ダメだこいつらは神埼達を殺せば終わりだと思っている。多分、パシリカ後すぐに捕まえられれば、その目が出てくるだろうけど、少しでも時間がたてば無理だろう。「おっ山崎だ。おぉい。山崎。ウスノロだったか?」それに、こいつらは馬鹿なのか?日本名をこんなに大声で話している。
「お。加藤。そいつは?」「あぁ茂手木くんだよ。山崎がどうしても探して欲しいって言っていたからな。見つけて連れてきた。ん?不思議そうな顔だな。あぁお前バレてないと思ったのか?お前のスキルは山崎に見られていたんだよ。」「!!」「あいつは、鑑定持ちでお前隠していたつもりだろうけど、ゲートを潜る前にバレたんだよ。」「・・・。」
「加藤。これで、細田が言っていた事ができるな。」「あぁ投資詐欺だろ?あいつも悪いよな。」投資詐欺?「馬鹿、詐欺って言うなよ。その為に、茂手木くんのスキル『鉱物発見』が欲しかったんだからな。」「あぁそうだな。あぁそれで、ウスノロだったのか?」「いや、違った。一般ピーポーだったよ。スキルもたいした事なかったよ。女の方も妹みたいだし違ったよ。」「そうか、あいつらどこに居るんだ?パシリカってここでしか受けられないんだろう?」「あぁそういう話だな。」「他の国もなのか?」「さぁそれは知らんが大陸中の人間が集まるとか言ってたからそうじゃないのか?」「それにしても、あの妹いい女だったな。俺の物にしたいな。」「ばか、お前はこっちでもそうやって問題起こすなよ。まだ立花が領主になっていないんだからな。」「なってから愉しめばいいさ。あいつら、立花の所の領民らしいからな」「あぁ確か、アゾレムだったよな。父親が引退しなきゃならない様な状況にするんだろう?」「そんな事を言っていたな。案外早く決着が付くんじゃないのか?」「あぁそうだな。13歳で男爵家当主だからな。」
歩きながら、頭のわるい話をしている。次の角を曲がった所で、後ろに入って、路地に逃げ込む。路地に逃げ込んだら、成功するか解らないが、影移動を行う。これで逃げられなければ、また違う方法を考える。影移動がどんな物なのか試していないが、できる。俺ならできる。二人が何やら話しながら角を曲がった。

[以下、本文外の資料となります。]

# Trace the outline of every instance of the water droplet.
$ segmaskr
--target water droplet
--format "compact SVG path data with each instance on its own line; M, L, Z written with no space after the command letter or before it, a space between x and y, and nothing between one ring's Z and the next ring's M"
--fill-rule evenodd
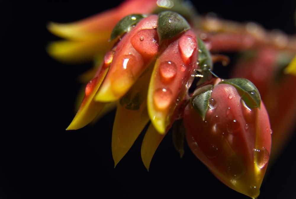
M211 98L209 101L209 110L213 110L217 106L217 102L214 99Z
M254 149L254 162L260 168L266 165L269 160L269 153L263 147L259 149Z
M228 108L226 109L226 116L228 116L230 113L230 107L228 107Z
M190 144L190 147L192 151L197 151L198 149L198 145L196 142L194 142Z
M131 39L131 43L142 57L150 58L158 51L158 41L156 29L145 29L135 34Z
M181 71L182 72L185 72L186 70L186 67L185 64L182 64L181 65Z
M191 36L183 35L179 40L179 47L181 53L183 61L187 63L188 58L196 50L197 44L195 40Z
M206 154L209 158L214 158L217 156L218 151L218 148L214 145L212 145L207 150Z
M204 122L202 123L202 126L208 126L209 124L208 123L207 121L204 121Z
M226 126L227 131L230 133L239 131L239 123L236 120L232 120L227 123Z
M98 81L98 77L96 77L89 82L85 87L85 95L88 95L94 89L96 84Z
M160 80L166 84L170 82L177 74L177 66L173 62L168 61L161 63L159 66Z
M158 89L153 93L154 104L159 109L168 108L171 104L172 95L171 91L168 89Z
M226 166L227 175L231 183L235 185L237 180L246 173L246 166L236 155L234 155L227 160Z
M107 67L111 64L112 60L113 60L114 52L114 51L110 50L106 52L104 56L104 64L103 67Z
M250 186L250 188L248 190L249 196L253 199L256 199L260 193L260 190L257 186L253 185Z

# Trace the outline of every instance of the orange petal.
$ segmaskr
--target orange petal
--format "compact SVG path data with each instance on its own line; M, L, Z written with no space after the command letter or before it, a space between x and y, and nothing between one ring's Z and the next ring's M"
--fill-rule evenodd
M165 135L158 133L153 125L150 124L143 139L141 148L142 160L148 171L152 157Z
M191 31L173 41L157 57L148 91L148 112L160 133L166 132L171 119L193 80L198 51Z
M113 55L112 52L109 54L111 56ZM106 103L96 102L94 100L94 97L108 71L110 63L111 62L103 62L97 75L86 85L86 95L76 115L67 130L75 130L83 127L91 122L104 107Z
M154 60L158 50L155 28L157 19L156 15L143 18L120 41L110 70L95 97L96 100L107 102L119 99ZM139 43L142 45L138 45Z

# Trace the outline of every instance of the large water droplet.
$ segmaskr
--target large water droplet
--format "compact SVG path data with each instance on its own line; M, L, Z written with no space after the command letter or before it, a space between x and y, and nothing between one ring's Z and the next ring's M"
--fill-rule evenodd
M260 194L260 189L259 187L256 185L253 185L250 187L248 190L249 196L253 199L256 199Z
M214 109L217 106L217 102L214 99L211 98L209 100L209 110L210 110Z
M259 149L254 149L254 162L257 166L262 168L267 163L269 160L269 153L263 147Z
M239 130L239 123L236 120L232 120L228 122L226 126L229 133L233 133Z
M110 50L106 52L105 54L105 56L104 56L104 66L106 67L111 63L113 60L114 53L114 51Z
M177 74L177 66L173 62L163 62L159 66L160 80L166 84L170 82Z
M179 40L179 47L183 61L188 63L188 58L196 50L197 46L196 41L191 36L183 35L181 37Z
M97 81L98 77L96 77L89 82L85 87L86 95L88 95L90 94Z
M172 92L169 89L158 89L153 94L154 104L159 109L167 108L171 103L172 95Z
M197 151L198 150L198 145L195 142L191 142L190 145L189 147L190 149L192 151Z
M214 158L217 156L218 151L218 148L214 145L212 145L208 148L206 154L209 158Z

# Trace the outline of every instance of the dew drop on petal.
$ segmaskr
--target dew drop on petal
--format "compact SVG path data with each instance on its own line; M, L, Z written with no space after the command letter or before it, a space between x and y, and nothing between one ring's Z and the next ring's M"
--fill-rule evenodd
M260 193L259 188L255 185L250 186L250 189L248 190L249 196L253 199L256 199Z
M230 107L228 107L227 109L226 109L226 116L228 116L229 115L229 114L230 113Z
M104 65L105 67L108 66L111 63L113 60L113 56L114 55L114 51L110 50L108 51L104 56Z
M217 102L214 99L211 98L209 101L209 110L213 110L217 106Z
M186 66L185 64L182 64L181 65L181 71L182 72L185 72L186 70Z
M196 50L197 44L195 40L191 36L183 35L179 40L179 47L182 56L189 58Z
M172 101L172 92L168 89L157 89L153 94L153 100L156 106L160 109L168 107Z
M193 151L197 151L198 149L198 145L195 142L191 142L190 144L189 147L190 149Z
M177 66L176 64L169 61L160 63L159 66L160 80L164 84L170 82L177 74Z
M206 154L209 158L214 158L217 156L218 152L218 148L214 145L211 145L207 150Z
M239 130L239 123L236 120L231 120L228 122L227 125L226 129L229 133L233 133Z
M98 77L96 77L89 82L85 87L85 95L88 95L94 89L96 84L98 81Z
M267 150L263 147L259 149L253 149L254 162L260 168L262 168L267 163L269 159L269 153Z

今だ!後ろを売り向いてダッシュで逃げる。日本に居た時の身体と違って、この身体は鍛えられている。この世界では標準的なんだろうけど...。
「なっ。おい茂手木が逃げた」「加藤。そこの路地に入った。追え。」
二人が追ってくると、路地はそれほど入り組んでは居ないが影はある。一瞬でもいい。奴等から視線を外せれば...。角がある。曲がって、袋小路だ。でも、影がある。【影移動】影の中に入れた。
山崎と加藤が追ってきた。「なっどこに行った?確かに、こっちに曲がったよな?」「あぁ曲がった。ちぇっ影移動ってそういうスキルなのか。」「どうした、山崎。」「あぁ茂手木の奴が持っていた、スキルで、影移動って言うのが有ったんだが、気にしないで居たんだけど、影の中に入れるスキルなのかもしれない」
(はい。当たりです。でも、もう何も出来ないだろう?)
「それなら、この辺りに茂手木が潜んでいるって事なのか?」「多分な。」「そうか、それなら、俺の魔法で辺り一面の建物を吹き飛ばしたり、影を消すような火を作れば出てくるんじゃないんか?」「そうだな....やってみるか?吹き飛ばすのは目立ちすぎるし、面倒な事になるから、火を灯して影を作ろう。」
(おいおい。いつまでもそこに居ると思っているのか?)(探していてね。俺は逃げる。)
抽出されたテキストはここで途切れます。